US5484200, which is incorporated herein by reference, discloses the use of a first mixer and a second mixer operating at relatively low shear conditions compared to the first mixer. The foam is introduced into the second mixer, which reduces uneven distribution of air and thus voids in the finished board product.

According to the invention, there is provided an apparatus for producing a gypsum product, comprising a mixing unit for mixing gypsum with water and at least two foam generators, each producing a different foam and each being arranged to provide a simultaneous separate foam feed into the mixing unit.

By providing foams from two different foam generators to mix with gypsum and water in a mixing unit, it is possible to independently vary certain characteristics of the foam, thereby achieving an improved combination of properties in the gypsum/water/foam slurry. Preferably, the device is configured to allow for independent control of physical parameters of the foam generating process (such as temperature, air flow and other parameters unrelated to the chemical composition of the foam) for each of the at least two foam generators. In addition, the device may also be configured to allow for independent control of certain chemical parameters of the foam-generating process (e.g., surfactant type and amount).

Control of the physical parameters of the foam-generating process is preferred over control of the chemical parameters of the foam-generating process, as control of the physical parameters does not require changes in the formulation of the foam (e.g., by using additional additives or changing the relative amounts of different chemical components of the foam). Furthermore, by controlling the physical parameters in preference to the chemical parameters of the foam generation process, it is possible to reduce the effect of material changes (e.g. impurities) on the foam bubble size.

Preferably, two foam generators are provided, each arranged to produce foam having a different air volume fraction. This can be achieved, for example, by: varying the rate of air flow into one or both foam generators, or operating the foam generators at different operating temperatures.

For example, a first of the two foam generators may be adapted to produce foam having a density of between 100g/l and 300g/l, preferably between 200g/l and 300 g/l. Such foams are typically referred to as high density foams or wet foams. Such foams are considered to be relatively stable, meaning that the size and size distribution of the air bubbles within the foam does not significantly change or develop after the foam has been produced.

The second of the foam generators may be adapted to produce foam having a density of between 20g/l and 100g/l, preferably between 30g/l and 50 g/l. Such foams are typically referred to as low density foams or dry foams. Such foams are considered to be relatively unstable, with the result that the bubbles initially formed within the foam tend to coalesce, and therefore large bubble sizes are typically obtained. Due to its low stability, such foams have until now been considered unsuitable for incorporation into gypsum slurries, especially during industrial-scale (rather than laboratory-scale) production. Furthermore, it has been found that when the foam introduced into the gypsum slurry is composed entirely of low density, unstable foam, it is difficult to achieve a uniform, lightweight gypsum product.

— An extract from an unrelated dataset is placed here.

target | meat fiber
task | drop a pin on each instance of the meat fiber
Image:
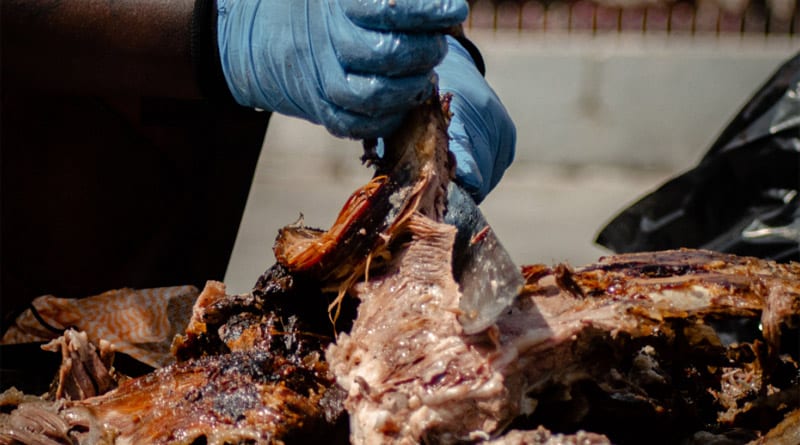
(632, 349)
(247, 375)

By providing the mixing unit with foams of different densities, it is possible to achieve an improved control of the porous structure of the resulting gypsum product. For example, a mixture of low density and high density foams can allow for the introduction of large voids into the final gypsum product while reducing the disadvantages associated with mixing only low density fugitive foams into the gypsum slurry. It is effective that the use of two different foams allows the stability of the high density foam to be combined with the high air content of the low density foam in order to provide a foam that can be readily mixed with the gypsum slurry while introducing a high level of porosity into the resulting gypsum product.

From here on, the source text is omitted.